It's that time of year where we pause to thank teachers and reflect on who we are because of them. We are so grateful for our teachers in our schools and the hard work and efforts they put into helping their students learn.
Have you thanked a teacher? What teacher influenced your life and caused you to become better? Share about it in your own social media with #ThankATeacher
Also--many organizations recognize teachers. Check out this link for deals this week and during the year:
What is the value of a good teacher? It turns out that we have some, if partial, answers to this question. In some really interesting research, economists sought to quantify the importance of improving teacher effectiveness. They began with the assumption that improving teacher effectiveness would have positive and life-long impacts on the quality of the lives of students. Their assumption was correct. The impacts are significant beyond what we may think. Incidentally, the benefits have very little to do with any specific content knowledge. That is, the benefit of a high quality math teacher does not terminate with a student's better understanding of math. Instead the affects of a more effective teacher appear in somewhat surprising and far-reaching areas.

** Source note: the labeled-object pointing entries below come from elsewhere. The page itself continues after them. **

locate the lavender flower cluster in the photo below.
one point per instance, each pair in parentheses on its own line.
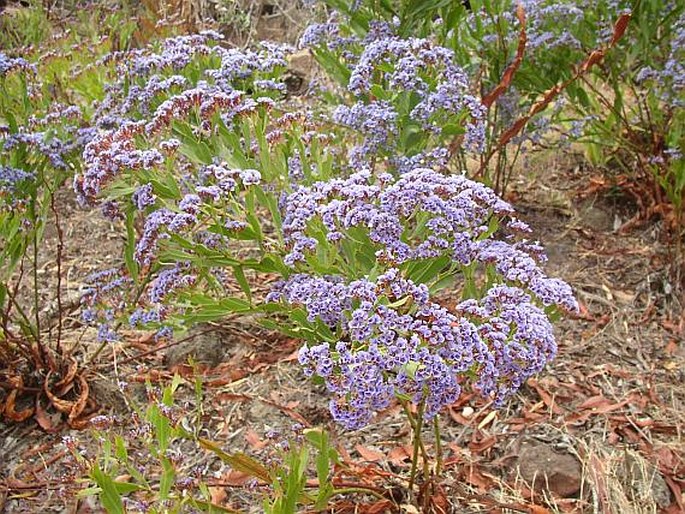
(414,66)
(395,341)
(216,184)
(445,215)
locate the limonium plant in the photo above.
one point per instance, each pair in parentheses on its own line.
(352,207)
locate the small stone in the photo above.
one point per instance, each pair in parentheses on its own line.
(546,469)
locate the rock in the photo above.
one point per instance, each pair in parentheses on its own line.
(108,395)
(546,469)
(206,349)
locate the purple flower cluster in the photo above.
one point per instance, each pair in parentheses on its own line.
(10,178)
(170,280)
(455,211)
(413,66)
(376,121)
(548,24)
(144,197)
(397,342)
(9,65)
(176,53)
(53,148)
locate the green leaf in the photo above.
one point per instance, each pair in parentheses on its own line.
(238,461)
(239,274)
(109,496)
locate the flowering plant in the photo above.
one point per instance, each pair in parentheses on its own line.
(368,254)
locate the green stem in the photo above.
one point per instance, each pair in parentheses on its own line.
(438,446)
(416,425)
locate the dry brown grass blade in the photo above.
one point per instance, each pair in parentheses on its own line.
(508,75)
(80,403)
(595,57)
(69,376)
(61,405)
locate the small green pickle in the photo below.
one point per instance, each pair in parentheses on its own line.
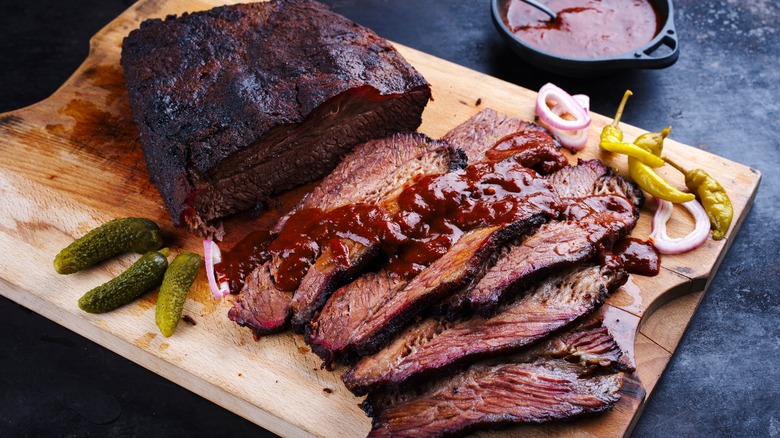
(108,240)
(713,198)
(177,282)
(143,275)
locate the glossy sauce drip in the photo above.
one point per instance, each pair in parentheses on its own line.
(438,209)
(432,213)
(638,257)
(585,29)
(243,258)
(531,147)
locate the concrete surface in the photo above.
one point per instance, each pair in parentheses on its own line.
(722,96)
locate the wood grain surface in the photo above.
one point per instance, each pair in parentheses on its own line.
(73,161)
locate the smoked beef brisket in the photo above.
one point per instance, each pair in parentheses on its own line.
(240,102)
(552,381)
(436,345)
(373,173)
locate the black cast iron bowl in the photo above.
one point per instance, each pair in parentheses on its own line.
(661,52)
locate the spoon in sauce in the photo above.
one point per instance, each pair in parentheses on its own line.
(543,8)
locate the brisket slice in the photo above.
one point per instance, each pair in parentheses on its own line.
(372,172)
(594,219)
(362,316)
(240,102)
(260,305)
(436,345)
(555,246)
(325,275)
(548,382)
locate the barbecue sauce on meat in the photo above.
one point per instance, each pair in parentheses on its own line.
(243,258)
(433,212)
(638,257)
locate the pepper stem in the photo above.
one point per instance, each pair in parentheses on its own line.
(622,105)
(675,165)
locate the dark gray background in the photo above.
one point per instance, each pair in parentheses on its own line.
(722,96)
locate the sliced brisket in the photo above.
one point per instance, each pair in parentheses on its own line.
(261,306)
(381,188)
(547,382)
(368,328)
(240,102)
(373,173)
(362,316)
(602,208)
(435,345)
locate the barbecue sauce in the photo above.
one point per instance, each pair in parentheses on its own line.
(243,258)
(585,29)
(638,257)
(430,215)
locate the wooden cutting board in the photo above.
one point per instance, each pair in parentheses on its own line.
(73,161)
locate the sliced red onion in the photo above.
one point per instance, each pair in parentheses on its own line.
(213,256)
(548,94)
(572,140)
(583,100)
(679,245)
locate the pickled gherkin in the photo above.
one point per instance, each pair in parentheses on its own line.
(145,274)
(108,240)
(177,281)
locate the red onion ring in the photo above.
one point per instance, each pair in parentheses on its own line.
(572,140)
(210,253)
(679,245)
(549,93)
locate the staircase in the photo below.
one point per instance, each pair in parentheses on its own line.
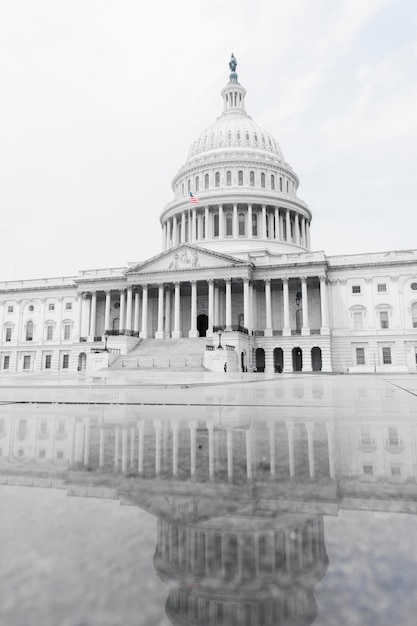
(165,354)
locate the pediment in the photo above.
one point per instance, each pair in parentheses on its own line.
(185,257)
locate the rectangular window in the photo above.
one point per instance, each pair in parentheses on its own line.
(386,356)
(360,356)
(358,320)
(383,318)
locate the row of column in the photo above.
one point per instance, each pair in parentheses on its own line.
(198,225)
(127,455)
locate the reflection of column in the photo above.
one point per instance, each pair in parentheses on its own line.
(193,330)
(176,334)
(230,454)
(141,446)
(291,449)
(310,443)
(144,332)
(330,445)
(249,454)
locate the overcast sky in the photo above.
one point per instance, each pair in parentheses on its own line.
(100,101)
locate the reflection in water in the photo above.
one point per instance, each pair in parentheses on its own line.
(239,498)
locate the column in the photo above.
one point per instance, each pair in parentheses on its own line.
(268,329)
(310,444)
(144,332)
(137,312)
(285,293)
(168,312)
(160,330)
(291,448)
(288,225)
(193,332)
(228,282)
(176,333)
(129,309)
(122,310)
(235,222)
(304,300)
(246,303)
(107,311)
(323,306)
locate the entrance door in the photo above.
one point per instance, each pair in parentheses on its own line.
(297,360)
(202,325)
(316,359)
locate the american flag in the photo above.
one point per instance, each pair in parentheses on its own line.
(193,199)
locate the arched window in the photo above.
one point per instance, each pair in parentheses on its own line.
(242,224)
(254,224)
(216,225)
(29,331)
(229,224)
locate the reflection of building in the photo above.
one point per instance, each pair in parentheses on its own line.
(238,261)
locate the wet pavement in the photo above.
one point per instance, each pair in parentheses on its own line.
(208,499)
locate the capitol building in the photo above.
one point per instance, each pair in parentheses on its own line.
(237,286)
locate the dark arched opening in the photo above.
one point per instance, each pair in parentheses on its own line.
(260,360)
(316,362)
(202,325)
(278,360)
(297,360)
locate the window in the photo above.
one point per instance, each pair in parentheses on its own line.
(360,356)
(229,224)
(242,224)
(358,320)
(29,331)
(383,318)
(386,356)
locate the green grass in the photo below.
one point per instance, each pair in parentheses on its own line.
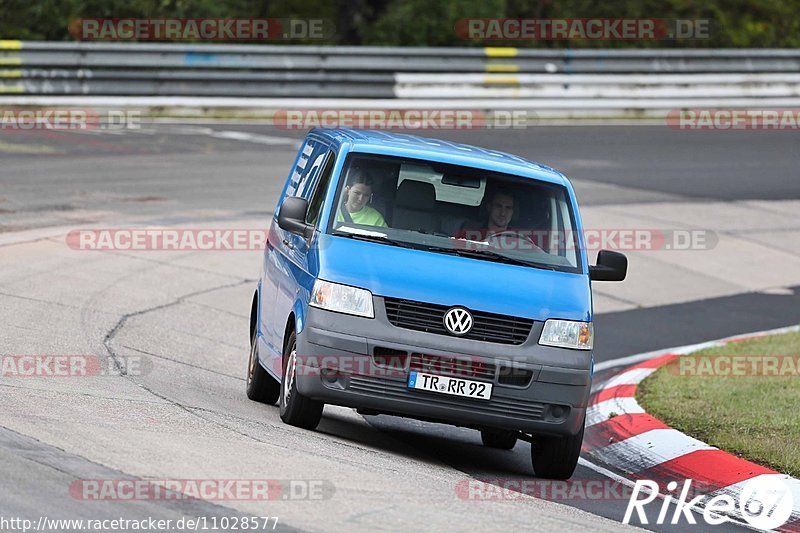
(756,417)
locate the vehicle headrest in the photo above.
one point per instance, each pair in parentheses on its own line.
(416,195)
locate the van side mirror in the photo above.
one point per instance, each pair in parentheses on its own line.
(292,217)
(611,266)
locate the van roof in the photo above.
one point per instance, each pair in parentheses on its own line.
(404,144)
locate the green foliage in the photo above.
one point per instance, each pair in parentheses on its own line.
(734,23)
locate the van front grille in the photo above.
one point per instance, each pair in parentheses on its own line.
(487,327)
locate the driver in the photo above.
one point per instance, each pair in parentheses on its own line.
(500,211)
(357,193)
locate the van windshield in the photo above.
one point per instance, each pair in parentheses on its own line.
(456,210)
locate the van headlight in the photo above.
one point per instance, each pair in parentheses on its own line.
(568,334)
(342,299)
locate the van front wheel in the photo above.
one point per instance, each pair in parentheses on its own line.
(296,409)
(261,387)
(556,457)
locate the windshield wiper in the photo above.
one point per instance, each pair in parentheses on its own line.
(373,236)
(491,255)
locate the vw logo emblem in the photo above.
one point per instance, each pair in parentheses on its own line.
(458,321)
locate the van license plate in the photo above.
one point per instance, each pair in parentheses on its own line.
(448,385)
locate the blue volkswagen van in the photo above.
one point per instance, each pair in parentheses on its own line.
(421,278)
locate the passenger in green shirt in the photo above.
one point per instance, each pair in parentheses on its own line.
(357,193)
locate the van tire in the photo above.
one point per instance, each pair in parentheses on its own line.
(296,409)
(556,457)
(261,386)
(499,438)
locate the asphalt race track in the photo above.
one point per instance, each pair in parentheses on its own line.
(185,315)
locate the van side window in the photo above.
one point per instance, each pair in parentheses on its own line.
(315,205)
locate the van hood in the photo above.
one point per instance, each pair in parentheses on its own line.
(445,279)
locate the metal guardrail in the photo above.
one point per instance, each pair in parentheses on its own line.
(269,71)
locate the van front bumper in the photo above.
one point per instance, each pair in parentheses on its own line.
(340,358)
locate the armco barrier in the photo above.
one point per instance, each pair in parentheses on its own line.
(602,80)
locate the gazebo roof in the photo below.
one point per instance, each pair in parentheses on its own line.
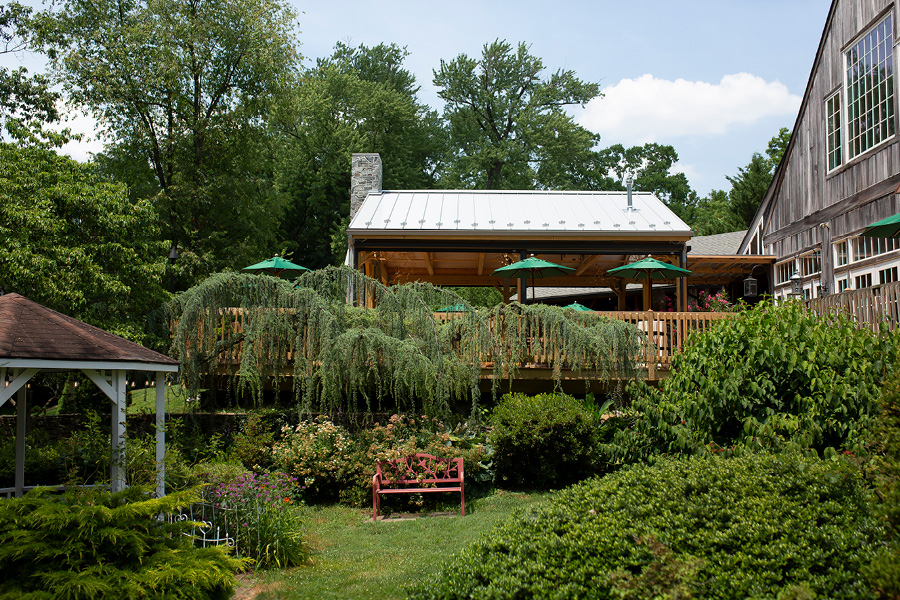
(29,331)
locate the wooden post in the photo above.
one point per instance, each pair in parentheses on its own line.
(21,416)
(160,434)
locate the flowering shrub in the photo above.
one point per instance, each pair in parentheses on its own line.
(333,465)
(259,512)
(404,436)
(317,453)
(717,302)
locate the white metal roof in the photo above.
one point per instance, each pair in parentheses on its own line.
(457,211)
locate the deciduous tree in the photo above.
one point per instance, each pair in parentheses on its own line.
(186,85)
(508,126)
(76,243)
(358,100)
(23,97)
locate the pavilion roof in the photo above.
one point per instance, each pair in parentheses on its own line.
(515,212)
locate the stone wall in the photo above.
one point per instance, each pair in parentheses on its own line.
(365,176)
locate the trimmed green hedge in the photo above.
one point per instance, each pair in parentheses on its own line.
(542,442)
(777,377)
(761,526)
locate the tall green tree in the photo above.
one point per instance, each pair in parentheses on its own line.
(713,215)
(186,85)
(748,188)
(358,100)
(651,168)
(24,98)
(75,243)
(777,146)
(508,126)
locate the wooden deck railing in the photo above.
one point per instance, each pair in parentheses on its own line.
(667,333)
(868,306)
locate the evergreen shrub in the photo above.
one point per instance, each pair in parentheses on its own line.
(541,442)
(760,526)
(884,572)
(774,377)
(97,545)
(250,446)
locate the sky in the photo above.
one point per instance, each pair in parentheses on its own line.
(714,79)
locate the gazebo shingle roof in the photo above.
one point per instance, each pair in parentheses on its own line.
(31,331)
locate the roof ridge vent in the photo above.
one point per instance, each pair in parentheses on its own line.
(628,184)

Benefits of increasing teacher effectiveness
Increased college attendance
Increased lifetime earnings
Decreased teenage birth rates
Raised socio-economic status of community
Increased retirement savings
In short, we clearly see that increasing teacher effectiveness has a tremendous impact on our economy. In real numbers, the economic benefit of a teacher who is 1 standard deviation above the median is roughly $4,600 per student. That would be $138,000 for a class of 30 (Chetty, Friedman, Rockoff, 2011). In a very real and measurable way, the benefits of a highly effective teacher last for the rest of the students' lives.